Au moindre fragment de vaisselle rencontré sous ses doigts, de nébuleux développements, qui jamais ne seraient formulés, travaillaient l’imagination de la petite chiffonnière.
…Leurs beaux services de table, leurs piles d’assiettes, leurs plats ronds ou ovales, grands ou petits, tout ce qu’ils ont dans leurs réserves, rien de tout cela n’est vivant, amusant comme les raccommodages du père Ernée. Ce ne sont pas des résurrections, des miracles. C’est sorti comme ça des fabriques, voilà tout. Ça n’a pas d’histoire. Le neuf ne raconte rien. Vingt-quatre assiettes identiques ne vaudront jamais les deux ou trois rescapées disparates rangées dans un buffet bancal, chacune représentant des heures de promenade le long des routes pour une petite commère au panier crevé, puis des heures d’ingénieux travail pour l’artisan sans outillage qui trouve le moyen de rendre usuelle derechef la chose depuis longtemps jetée à la voirie. Quels romans, les ustensiles employés dans le campement Ernée ! Quoi de pareil dans les armoires des riches ? À eux la série, cette facilité, cette banalité. Un petit bouquet de fleurs peintes égaré sur un coin de faïence cassée fait rêver, dégage des charmes, bien plus que cette collection intacte de porcelaines de Copenhague exposée dans une correcte salle à manger.

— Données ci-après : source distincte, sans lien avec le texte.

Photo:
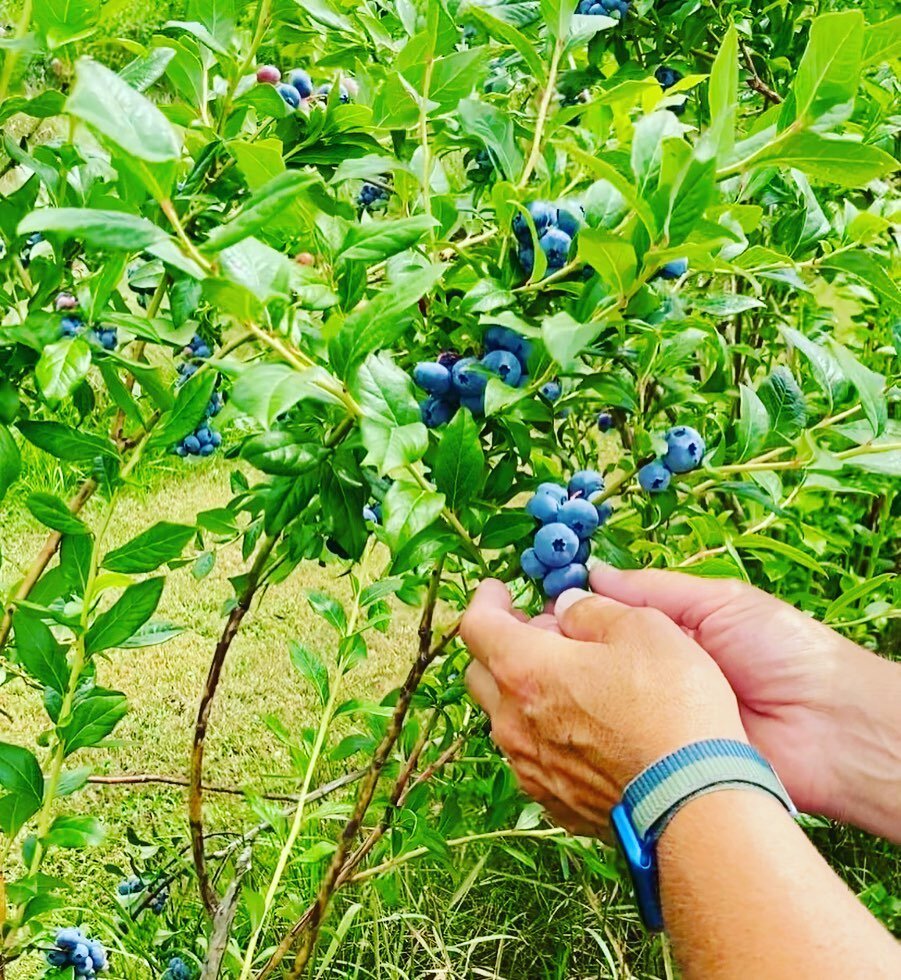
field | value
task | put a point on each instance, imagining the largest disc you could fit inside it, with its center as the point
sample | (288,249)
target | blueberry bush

Grand-père, justement, venait de refermer les portes du buffet infirme en disant : « Il faudra pour tant que je lui refasse un pied ! » Polo donna de la voix ; et ce fut Christine Peelmann.
Elle parut à l’entrée de la bâche, tailleur et chapeau de feutre ; et c’était facile de voir qu’elle réprimait des étonnements devant ce qui frappait sa vue.
L’ambiance de Mariette, elle n’avait pas imaginé que c’était ça tout de même !
Vivement levé, Marcel Ernée la salua sans trop approcher. Elle fit, elle, les trois pas qu’il fallait pour tendre la main.
— Je m’excuse, M. Ernée, de venir vous déranger chez vous et de vous avoir demandé de m’attendre.
— Madame…
Il lui faisait poliment signe. Elle s’assit sur le banc.
— J’ai à vous parler sérieusement, M. Ernée.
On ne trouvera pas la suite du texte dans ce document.